Kicking off the short-talks on “speaker’s corner” was Professor Mandy Ashton, Dean of the Faculty. Mandy spoke about Florence Nightingale – “Devil or Diva?” Mandy captivated the crowd speaking about the strong personality that Florence was and how she was called to serve and to become a nurse. Following Professor Ashton was Professor Jannet Wright from the School of Allied Health Sciences. Jannet is a speech and language therapist and spoke brilliantly about communication difficulties, and how we might take speech for granted. Jannet spoke about research and educational opportunities at De Montfort, and mentioned that this year the profession is celebrating 60 years of speech and language education in Leicester. Fantastic.

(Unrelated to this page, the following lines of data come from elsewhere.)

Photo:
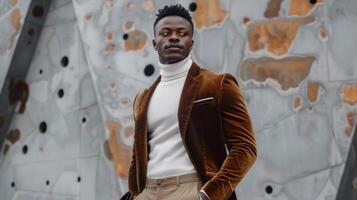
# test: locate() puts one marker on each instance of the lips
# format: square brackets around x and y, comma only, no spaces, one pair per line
[174,46]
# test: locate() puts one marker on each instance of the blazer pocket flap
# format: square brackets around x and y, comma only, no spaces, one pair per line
[204,100]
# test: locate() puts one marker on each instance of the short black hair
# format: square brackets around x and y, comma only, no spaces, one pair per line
[174,10]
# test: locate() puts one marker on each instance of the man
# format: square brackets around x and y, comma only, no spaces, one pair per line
[193,135]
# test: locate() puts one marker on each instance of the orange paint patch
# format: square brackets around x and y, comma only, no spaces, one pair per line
[15,20]
[273,9]
[302,7]
[120,152]
[19,93]
[297,103]
[13,136]
[312,91]
[289,72]
[110,47]
[135,41]
[215,17]
[349,94]
[128,25]
[275,35]
[147,5]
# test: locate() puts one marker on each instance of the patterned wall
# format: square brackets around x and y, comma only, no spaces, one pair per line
[294,60]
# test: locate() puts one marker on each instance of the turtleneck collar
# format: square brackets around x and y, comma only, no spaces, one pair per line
[174,71]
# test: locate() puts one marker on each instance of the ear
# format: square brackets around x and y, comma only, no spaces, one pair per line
[154,44]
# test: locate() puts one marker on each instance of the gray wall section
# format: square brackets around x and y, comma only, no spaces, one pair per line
[348,185]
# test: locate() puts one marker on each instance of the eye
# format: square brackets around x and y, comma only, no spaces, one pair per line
[164,33]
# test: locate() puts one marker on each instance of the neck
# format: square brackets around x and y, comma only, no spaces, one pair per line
[176,70]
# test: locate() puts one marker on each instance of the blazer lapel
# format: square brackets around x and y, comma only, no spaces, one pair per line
[141,146]
[188,95]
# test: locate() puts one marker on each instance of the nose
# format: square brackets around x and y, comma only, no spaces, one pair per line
[174,38]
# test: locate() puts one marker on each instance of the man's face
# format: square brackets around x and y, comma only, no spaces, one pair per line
[173,39]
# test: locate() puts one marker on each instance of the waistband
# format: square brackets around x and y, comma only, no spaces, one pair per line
[170,181]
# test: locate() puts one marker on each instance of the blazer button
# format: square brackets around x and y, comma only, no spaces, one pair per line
[159,182]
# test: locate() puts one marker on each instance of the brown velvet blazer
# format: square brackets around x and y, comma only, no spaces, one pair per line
[216,132]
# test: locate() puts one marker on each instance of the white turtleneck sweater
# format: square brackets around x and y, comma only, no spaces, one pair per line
[167,156]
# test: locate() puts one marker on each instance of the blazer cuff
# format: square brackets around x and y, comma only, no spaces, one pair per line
[217,190]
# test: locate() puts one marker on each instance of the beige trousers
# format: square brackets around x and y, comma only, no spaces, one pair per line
[185,187]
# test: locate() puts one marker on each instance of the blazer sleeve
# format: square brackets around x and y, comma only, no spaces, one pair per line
[239,139]
[132,181]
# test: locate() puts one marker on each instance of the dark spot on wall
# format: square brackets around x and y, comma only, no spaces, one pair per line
[60,93]
[13,136]
[64,61]
[31,32]
[269,189]
[193,7]
[6,149]
[125,36]
[25,149]
[42,127]
[18,92]
[38,11]
[149,70]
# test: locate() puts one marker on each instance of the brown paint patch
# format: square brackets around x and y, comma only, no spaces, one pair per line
[15,19]
[288,72]
[121,153]
[147,5]
[2,120]
[297,103]
[302,7]
[209,13]
[109,36]
[88,17]
[13,136]
[110,47]
[275,35]
[273,9]
[107,151]
[349,94]
[246,20]
[135,41]
[312,91]
[323,33]
[13,2]
[19,92]
[128,25]
[6,149]
[129,131]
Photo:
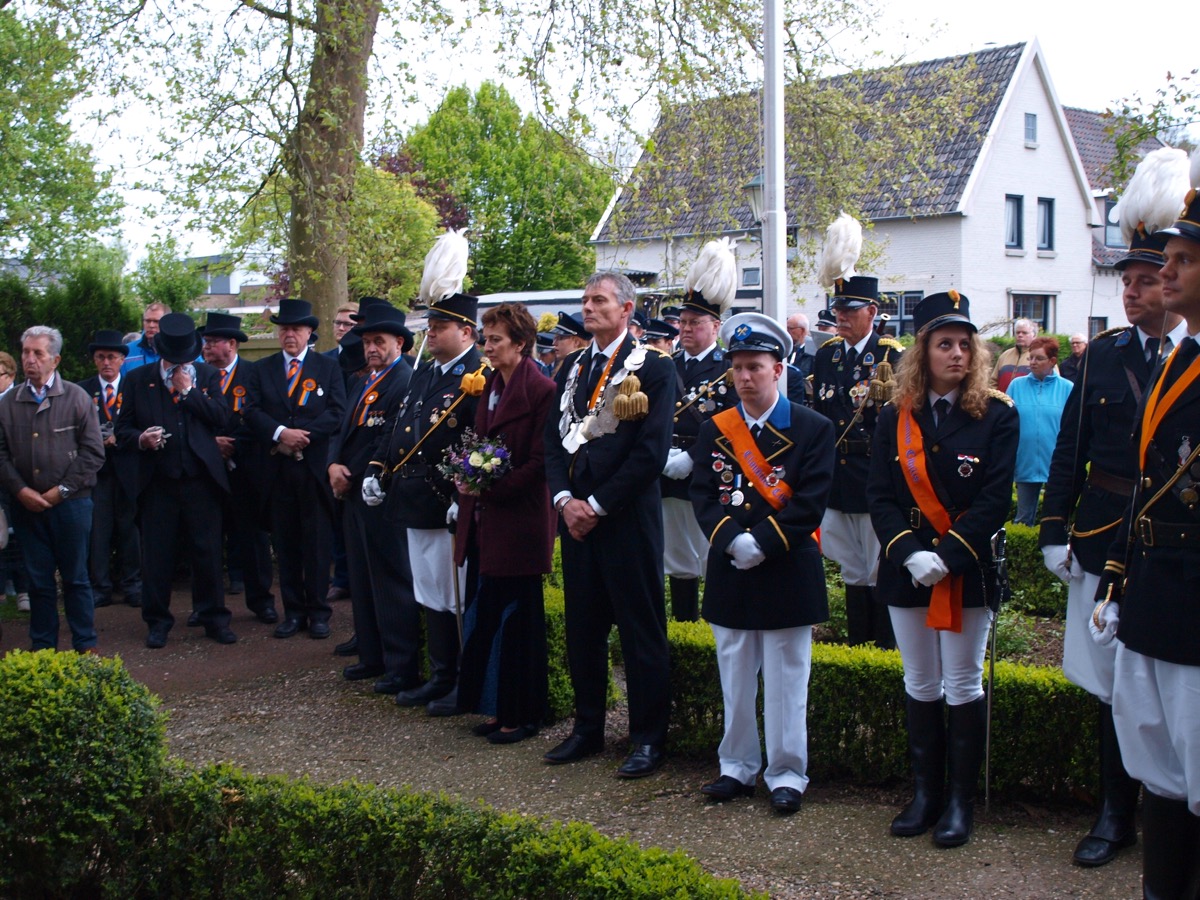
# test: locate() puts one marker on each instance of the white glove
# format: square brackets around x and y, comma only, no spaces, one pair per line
[1103,623]
[678,465]
[372,492]
[925,568]
[745,551]
[1055,558]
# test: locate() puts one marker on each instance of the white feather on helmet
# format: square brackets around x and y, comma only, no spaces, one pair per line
[714,274]
[1155,195]
[445,267]
[843,246]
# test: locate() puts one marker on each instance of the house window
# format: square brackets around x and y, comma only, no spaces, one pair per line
[1013,209]
[1111,229]
[1045,223]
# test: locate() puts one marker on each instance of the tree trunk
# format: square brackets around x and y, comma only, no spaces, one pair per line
[323,153]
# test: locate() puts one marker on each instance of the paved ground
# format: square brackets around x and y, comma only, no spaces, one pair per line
[281,707]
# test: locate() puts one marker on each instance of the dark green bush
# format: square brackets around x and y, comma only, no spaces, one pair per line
[82,745]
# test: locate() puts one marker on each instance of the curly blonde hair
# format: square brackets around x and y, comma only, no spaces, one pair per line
[912,379]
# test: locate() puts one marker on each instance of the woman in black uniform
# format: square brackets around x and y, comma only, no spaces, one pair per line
[940,486]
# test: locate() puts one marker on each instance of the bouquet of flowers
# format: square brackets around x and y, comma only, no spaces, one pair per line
[475,463]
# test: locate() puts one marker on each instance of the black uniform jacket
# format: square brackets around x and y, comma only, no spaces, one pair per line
[700,395]
[1096,435]
[147,402]
[787,589]
[619,469]
[269,407]
[419,495]
[1161,607]
[970,463]
[833,381]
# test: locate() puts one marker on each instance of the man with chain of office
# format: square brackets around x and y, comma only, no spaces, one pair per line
[852,379]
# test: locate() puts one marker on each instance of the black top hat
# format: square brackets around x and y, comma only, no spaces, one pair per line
[177,340]
[939,310]
[108,340]
[456,307]
[856,293]
[222,324]
[1188,226]
[295,312]
[571,327]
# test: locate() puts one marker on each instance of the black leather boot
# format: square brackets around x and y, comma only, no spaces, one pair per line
[966,733]
[927,750]
[684,599]
[1115,827]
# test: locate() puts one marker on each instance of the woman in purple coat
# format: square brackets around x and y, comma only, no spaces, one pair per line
[511,526]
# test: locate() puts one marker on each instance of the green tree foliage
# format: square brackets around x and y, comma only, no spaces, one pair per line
[52,196]
[533,198]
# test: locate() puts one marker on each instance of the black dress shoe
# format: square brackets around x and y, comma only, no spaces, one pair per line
[575,748]
[642,761]
[318,630]
[726,787]
[221,635]
[289,628]
[786,801]
[361,671]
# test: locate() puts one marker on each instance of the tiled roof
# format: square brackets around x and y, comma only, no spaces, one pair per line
[1096,147]
[705,153]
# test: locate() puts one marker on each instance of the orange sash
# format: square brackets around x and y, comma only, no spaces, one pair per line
[733,426]
[946,604]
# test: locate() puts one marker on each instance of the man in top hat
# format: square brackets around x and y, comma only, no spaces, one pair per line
[171,417]
[294,406]
[1147,594]
[387,622]
[604,455]
[115,543]
[763,472]
[843,376]
[247,543]
[439,405]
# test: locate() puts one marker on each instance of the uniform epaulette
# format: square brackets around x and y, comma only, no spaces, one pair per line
[1000,395]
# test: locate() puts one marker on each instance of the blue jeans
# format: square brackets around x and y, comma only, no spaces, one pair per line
[58,539]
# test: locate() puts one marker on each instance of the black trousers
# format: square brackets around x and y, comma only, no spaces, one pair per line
[303,531]
[177,514]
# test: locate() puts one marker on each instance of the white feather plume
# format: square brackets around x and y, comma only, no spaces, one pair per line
[843,246]
[715,274]
[445,267]
[1155,195]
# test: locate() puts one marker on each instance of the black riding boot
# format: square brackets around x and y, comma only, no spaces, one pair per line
[966,732]
[927,749]
[1115,827]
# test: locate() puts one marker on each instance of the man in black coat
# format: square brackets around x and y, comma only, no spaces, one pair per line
[604,455]
[762,478]
[171,415]
[294,407]
[114,501]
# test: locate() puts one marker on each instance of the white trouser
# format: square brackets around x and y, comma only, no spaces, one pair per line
[849,539]
[785,657]
[685,547]
[937,663]
[431,557]
[1084,661]
[1156,707]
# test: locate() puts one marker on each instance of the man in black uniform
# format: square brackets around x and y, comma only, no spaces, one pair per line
[604,455]
[844,390]
[1095,466]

Next came the open education gals – Vivien Rolfe and Jacqui Williams. Both work with JISC and the HEA on national open educational resource projects – part of UKOER. Both are also SCORE Fellows working with the Open University and their inspirational team of staff to champion OPEN EDUCATION and change teaching practices in the UK.
Viv, also from the School of Allied Health Sciences, spoke about the three UKOER projects she has led – VAL, SCOOTER and this current website HALS. Jacqui is a midwife and spoke about how she is opening up the midwifery curriculum, and involving her midwifery colleagues and students in open education activities at university. Jacqui invited the audience to contact her if they would like further information.